CISO Daily Digest: Fable 5 Ban Aftermath -- Amazon's Role & Global Regulatory Fallout (20260615)

New details emerge on Amazon's role in triggering the Fable 5 shutdown; Anthropic sends senior staff to Washington for negotiations as EU launches probe; NightSpire ransomware hits 33 countries including Taiwan; Velvet Ant APT infiltrated air-gapped systems for nearly a decade; Arch Linux AUR supply chain attack compromises 400 packages; Oracle PeopleSoft zero-day (CVE-2026-35273) added to CISA KEV amid active exploitation.

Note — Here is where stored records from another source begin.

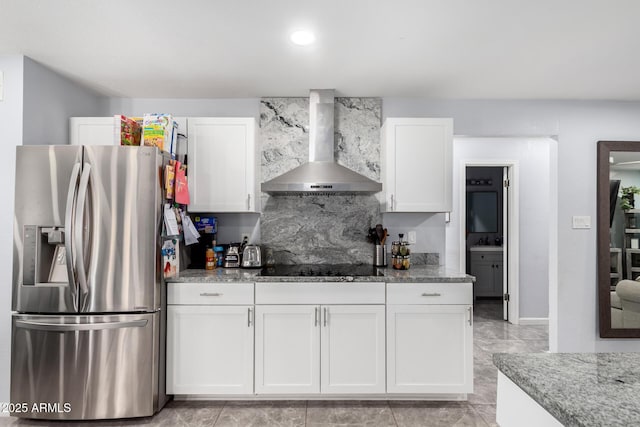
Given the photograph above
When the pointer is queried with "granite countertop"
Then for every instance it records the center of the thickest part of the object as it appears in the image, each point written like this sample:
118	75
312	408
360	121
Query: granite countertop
579	389
486	248
415	274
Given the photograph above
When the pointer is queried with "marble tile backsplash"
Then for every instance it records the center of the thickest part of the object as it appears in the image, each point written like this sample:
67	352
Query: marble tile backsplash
319	229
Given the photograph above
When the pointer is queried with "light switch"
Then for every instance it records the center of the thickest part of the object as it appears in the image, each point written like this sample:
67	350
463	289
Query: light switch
581	222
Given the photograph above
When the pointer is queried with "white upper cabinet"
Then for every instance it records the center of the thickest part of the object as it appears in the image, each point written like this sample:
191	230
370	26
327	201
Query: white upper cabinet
223	172
416	160
92	131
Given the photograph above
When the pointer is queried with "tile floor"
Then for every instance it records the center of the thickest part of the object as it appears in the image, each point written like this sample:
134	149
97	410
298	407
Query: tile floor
491	334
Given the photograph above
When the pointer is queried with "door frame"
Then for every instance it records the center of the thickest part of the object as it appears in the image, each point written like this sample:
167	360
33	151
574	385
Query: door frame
513	233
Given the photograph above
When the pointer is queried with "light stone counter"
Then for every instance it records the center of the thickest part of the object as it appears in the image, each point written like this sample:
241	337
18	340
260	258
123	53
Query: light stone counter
486	248
579	389
416	274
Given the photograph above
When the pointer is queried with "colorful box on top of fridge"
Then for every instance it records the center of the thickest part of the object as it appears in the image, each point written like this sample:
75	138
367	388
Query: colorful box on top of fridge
128	130
160	130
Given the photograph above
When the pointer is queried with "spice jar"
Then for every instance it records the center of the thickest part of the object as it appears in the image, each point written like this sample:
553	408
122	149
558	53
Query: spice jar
210	259
395	248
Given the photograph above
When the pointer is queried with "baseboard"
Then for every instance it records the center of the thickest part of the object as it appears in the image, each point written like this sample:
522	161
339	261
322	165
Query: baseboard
544	321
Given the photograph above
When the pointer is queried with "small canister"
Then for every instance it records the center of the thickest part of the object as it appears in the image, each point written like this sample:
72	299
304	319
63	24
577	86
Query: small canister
210	259
400	262
219	250
395	248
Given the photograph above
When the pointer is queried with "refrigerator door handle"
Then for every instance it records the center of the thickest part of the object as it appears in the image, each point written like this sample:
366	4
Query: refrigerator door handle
68	228
72	327
78	229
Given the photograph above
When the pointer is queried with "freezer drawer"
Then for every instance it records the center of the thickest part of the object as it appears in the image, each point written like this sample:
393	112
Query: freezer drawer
85	367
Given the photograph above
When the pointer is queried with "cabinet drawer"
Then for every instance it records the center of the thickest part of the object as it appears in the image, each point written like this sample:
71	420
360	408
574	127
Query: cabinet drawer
486	256
319	293
429	293
209	293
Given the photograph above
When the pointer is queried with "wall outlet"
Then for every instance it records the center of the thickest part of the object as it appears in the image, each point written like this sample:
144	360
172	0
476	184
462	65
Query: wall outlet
581	222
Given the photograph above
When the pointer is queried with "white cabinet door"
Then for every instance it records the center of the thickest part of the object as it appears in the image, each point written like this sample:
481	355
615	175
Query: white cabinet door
209	349
429	349
222	165
92	131
287	349
417	164
353	349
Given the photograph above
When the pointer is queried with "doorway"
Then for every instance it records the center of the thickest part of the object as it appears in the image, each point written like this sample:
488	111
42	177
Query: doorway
486	230
489	238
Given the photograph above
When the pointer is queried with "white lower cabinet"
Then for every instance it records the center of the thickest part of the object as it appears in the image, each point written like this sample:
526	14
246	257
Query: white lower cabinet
352	344
319	339
210	347
332	349
287	349
429	349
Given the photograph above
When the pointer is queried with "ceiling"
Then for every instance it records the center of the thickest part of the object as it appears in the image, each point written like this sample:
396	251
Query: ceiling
446	49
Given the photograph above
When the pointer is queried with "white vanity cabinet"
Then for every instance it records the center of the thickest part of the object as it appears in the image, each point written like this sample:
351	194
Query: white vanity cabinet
416	164
210	338
324	338
223	164
429	338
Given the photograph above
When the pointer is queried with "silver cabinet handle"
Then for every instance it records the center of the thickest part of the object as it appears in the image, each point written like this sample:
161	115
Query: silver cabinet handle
72	327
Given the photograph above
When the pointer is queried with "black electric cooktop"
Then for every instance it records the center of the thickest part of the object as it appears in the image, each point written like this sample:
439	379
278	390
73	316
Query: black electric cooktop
320	270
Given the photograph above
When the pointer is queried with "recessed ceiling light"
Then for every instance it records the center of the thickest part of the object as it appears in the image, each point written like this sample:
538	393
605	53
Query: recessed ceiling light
302	37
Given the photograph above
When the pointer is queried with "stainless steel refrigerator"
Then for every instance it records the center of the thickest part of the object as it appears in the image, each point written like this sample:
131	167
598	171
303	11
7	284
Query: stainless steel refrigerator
88	322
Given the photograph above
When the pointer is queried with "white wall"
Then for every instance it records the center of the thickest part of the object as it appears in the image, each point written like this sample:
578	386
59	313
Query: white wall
49	100
429	228
241	107
532	157
10	137
578	125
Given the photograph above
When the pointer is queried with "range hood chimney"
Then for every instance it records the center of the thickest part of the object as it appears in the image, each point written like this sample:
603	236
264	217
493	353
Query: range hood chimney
321	174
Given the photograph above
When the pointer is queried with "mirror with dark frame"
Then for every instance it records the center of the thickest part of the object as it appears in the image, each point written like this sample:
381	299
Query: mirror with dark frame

CISO Daily Digest Anthropic Fable 5 AI Governance NightSpire Supply Chain CISA Oracle PeopleSoft Velvet Ant APT Arch Linux AUR

Fable 5 Ban Aftermath — Amazon’s Role & Global Regulatory Fallout

Anthropic’s Claude Fable 5 and Mythos 5 models remain suspended globally as new details continue to emerge about the events leading to the US government’s export control order.

Key developments on June 15:

  • Amazon whistleblower role confirmed: The Wall Street Journal reported that Amazon CEO Andy Jassy personally raised concerns about Fable 5 capabilities to Treasury Secretary Scott Bessent and other officials, after Amazon researchers found the model could be prompted to provide information useful for cyberattacks. Amazon is Anthropic’s largest investor, having committed $13 billion.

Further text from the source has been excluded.